PORTRAIT

 

Geschichte und Konzept

Ursprung
Das Bad Schönbrunn genoss seit dem Jahr 1858 europaweit einen erstklassigen Ruf als Kurhaus. Das Haus ist eingebettet in die malerische Moränenlandschaft der Voralpen und steht auf einem weiten Quellgebiet. Nach dem Ersten Weltkrieg konnte sich diese Form von Tourismus nicht mehr behaupten.

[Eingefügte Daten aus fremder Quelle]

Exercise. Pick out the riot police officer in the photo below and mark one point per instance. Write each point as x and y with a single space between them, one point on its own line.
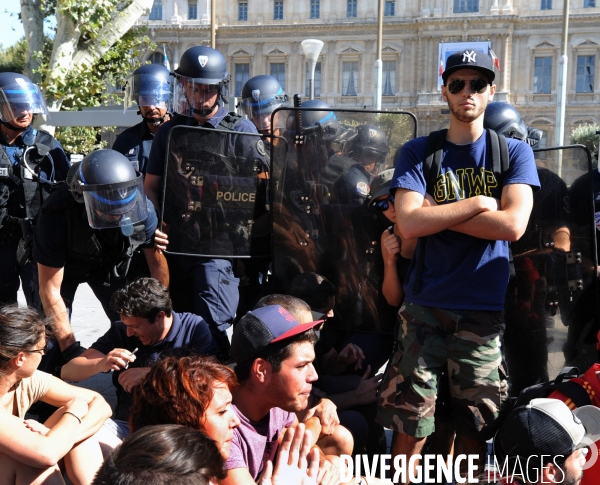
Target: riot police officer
369 148
150 88
86 233
207 286
261 95
31 161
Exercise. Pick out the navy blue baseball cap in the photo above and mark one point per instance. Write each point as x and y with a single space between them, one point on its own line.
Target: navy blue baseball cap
470 59
262 327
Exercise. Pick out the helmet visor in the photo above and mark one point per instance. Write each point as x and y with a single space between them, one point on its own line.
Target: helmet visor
19 98
145 90
259 108
191 95
115 205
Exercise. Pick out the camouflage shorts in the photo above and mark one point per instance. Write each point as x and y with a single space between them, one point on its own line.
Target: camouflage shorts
431 340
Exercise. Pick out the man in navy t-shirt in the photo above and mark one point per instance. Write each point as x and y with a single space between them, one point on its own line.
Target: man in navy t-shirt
148 330
452 318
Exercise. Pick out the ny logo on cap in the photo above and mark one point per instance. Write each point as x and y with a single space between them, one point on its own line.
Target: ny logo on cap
469 56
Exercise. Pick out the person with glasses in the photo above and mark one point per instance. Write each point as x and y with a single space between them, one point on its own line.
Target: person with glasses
148 330
30 451
452 316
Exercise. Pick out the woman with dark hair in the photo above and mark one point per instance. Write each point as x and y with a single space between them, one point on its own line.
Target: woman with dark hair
195 392
31 452
168 453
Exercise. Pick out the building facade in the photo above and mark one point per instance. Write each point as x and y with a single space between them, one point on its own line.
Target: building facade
264 36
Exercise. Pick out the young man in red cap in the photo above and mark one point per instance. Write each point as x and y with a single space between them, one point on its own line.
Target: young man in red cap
274 357
452 317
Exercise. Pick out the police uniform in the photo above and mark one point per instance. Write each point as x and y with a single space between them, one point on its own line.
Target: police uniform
22 195
135 143
210 283
63 238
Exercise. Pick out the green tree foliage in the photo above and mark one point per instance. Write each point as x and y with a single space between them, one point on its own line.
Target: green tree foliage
95 46
12 58
586 135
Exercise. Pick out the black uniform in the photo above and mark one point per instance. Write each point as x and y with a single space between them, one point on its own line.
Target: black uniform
207 286
21 195
135 143
63 238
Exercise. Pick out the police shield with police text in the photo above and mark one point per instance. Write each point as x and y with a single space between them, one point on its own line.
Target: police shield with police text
204 169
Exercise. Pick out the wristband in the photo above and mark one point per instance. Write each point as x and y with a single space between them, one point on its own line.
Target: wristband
74 415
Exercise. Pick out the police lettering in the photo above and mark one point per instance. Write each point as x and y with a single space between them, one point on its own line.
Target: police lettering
235 196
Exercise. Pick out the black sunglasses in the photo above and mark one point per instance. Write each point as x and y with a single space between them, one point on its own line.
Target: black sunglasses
479 86
383 204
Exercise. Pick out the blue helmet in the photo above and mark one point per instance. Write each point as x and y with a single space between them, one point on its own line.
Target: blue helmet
149 85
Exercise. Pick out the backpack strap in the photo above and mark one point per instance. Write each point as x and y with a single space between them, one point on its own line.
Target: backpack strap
434 150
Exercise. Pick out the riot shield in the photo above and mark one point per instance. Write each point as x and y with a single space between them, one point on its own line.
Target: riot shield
318 229
214 199
551 307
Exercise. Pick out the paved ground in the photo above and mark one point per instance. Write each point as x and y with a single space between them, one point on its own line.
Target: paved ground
89 323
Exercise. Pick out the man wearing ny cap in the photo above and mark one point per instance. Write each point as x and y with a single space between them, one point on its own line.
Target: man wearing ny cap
452 317
274 357
544 442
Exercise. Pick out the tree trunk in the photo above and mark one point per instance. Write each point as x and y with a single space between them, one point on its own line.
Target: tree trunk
32 16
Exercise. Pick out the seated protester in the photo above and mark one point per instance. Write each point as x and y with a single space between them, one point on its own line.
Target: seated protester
273 355
148 330
545 443
353 395
169 453
342 391
32 452
195 392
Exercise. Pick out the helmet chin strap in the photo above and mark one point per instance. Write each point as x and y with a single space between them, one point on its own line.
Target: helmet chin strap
206 111
154 121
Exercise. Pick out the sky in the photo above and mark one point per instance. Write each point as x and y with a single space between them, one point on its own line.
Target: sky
12 28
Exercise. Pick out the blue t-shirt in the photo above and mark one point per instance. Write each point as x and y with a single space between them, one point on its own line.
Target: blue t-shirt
461 271
189 335
249 147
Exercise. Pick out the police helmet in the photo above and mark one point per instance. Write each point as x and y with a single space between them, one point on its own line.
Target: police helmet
18 94
503 118
201 74
322 119
370 144
113 192
261 95
149 85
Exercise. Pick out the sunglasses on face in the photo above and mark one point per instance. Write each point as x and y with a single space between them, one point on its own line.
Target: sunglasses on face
478 86
384 204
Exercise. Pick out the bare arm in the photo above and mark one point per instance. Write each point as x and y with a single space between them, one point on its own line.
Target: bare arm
157 264
508 223
50 281
416 220
92 362
391 246
152 185
60 393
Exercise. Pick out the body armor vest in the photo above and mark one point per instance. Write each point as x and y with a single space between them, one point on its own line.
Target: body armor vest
93 251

Übernahme durch die Jesuiten
Der Jesuitenorden konnte das leer stehende Areal im Jahre 1929 von der Ärztefamilie Hegglin erwerben. Bis in die 70-er Jahre erteilten die Patres verschiedenen gesellschaftlichen Gruppen und Altersstufen die Geistlichen Exerzitien ihres Ordensgründers Ignatius von Loyola.

Die «Alte Villa»
Die aufkommende kirchliche Erwachsenenbildung sprengte den Rahmen des Hauses. Die Schutthaufen des abgebrochenen Kurhauses liegen heute unter dem Grashügel gegenüber der «Alten Villa». Diese ehemalige Dépendance wollte man erhalten und renovierte sie für die Beherbergung von Jugendgruppen.

Das neue Haus
Im Auftrag des damaligen Direktors, P. Josef Stierli, hat der Zürcher Architekt André Studer das neue Bildungshaus von 1968-1970 nach der sogenannt «harmonikalen Bauweise» komponiert. Die Wände und Mauern stehen in rhythmischer Beziehung zu einander, der Bau erklingt wie eine Symphonie, die Materialien Holz, Glas und Stein bilden quasi die Instrumentengruppen. Die einen Teile der Zimmer und Säle betonen klar die klösterliche Abgeschiedenheit, andere eröffnen bewusst den Weitblick in die Natur und in die Welt. Die vom Sonnenlicht bespielten Glasfenster in den Kapellen schuf der Künstler Ferdinand Gehr.

Der Name Lassalle
Seit 1993 erhielt das Bildungshaus unter der Leitung von Pater Niklaus Brantschen einen neuen Namen. Der ursprünglich hugenottische Jesuit Hugo Enomiya Lassalle (1898-1990) wirkte jahrzehntelang in Japan, setzte sich seit seinem Überleben der Atombombe in Hiroshima weltweit für Frieden ein, baute als Zen-Lehrer eine Brücke zwischen buddhistischer und christlicher Spiritualität und prophezeite unter dem Einfluss von Teilhard de Chardin und Jean Gebser das neue globale und holistische Bewusstsein. Diesem weltoffenen und in der Spiritualität geerdeten Geist fühlt sich das Lassalle-Haus verpflichtet.

Konzept und Auftrag
Das Bildungszentrum Lassalle-Haus Bad Schönbrunn steht im Dienst der Erwachsenenbildung für den Kanton Zug, die Schweiz und das benachbarte Ausland. Das Konzept des Zentrums für Spiritualität, Dialog und Verantwortung hat zum Ziel, traditionelle spirituelle Wege inmitten einer leistungsfixierten Welt zu vermitteln und die interreligiöse Kompetenz inmitten einer multikulturellen Gesellschaft zu fördern, um so konkrete Verantwortung in der Gesellschaft übernehmen zu können.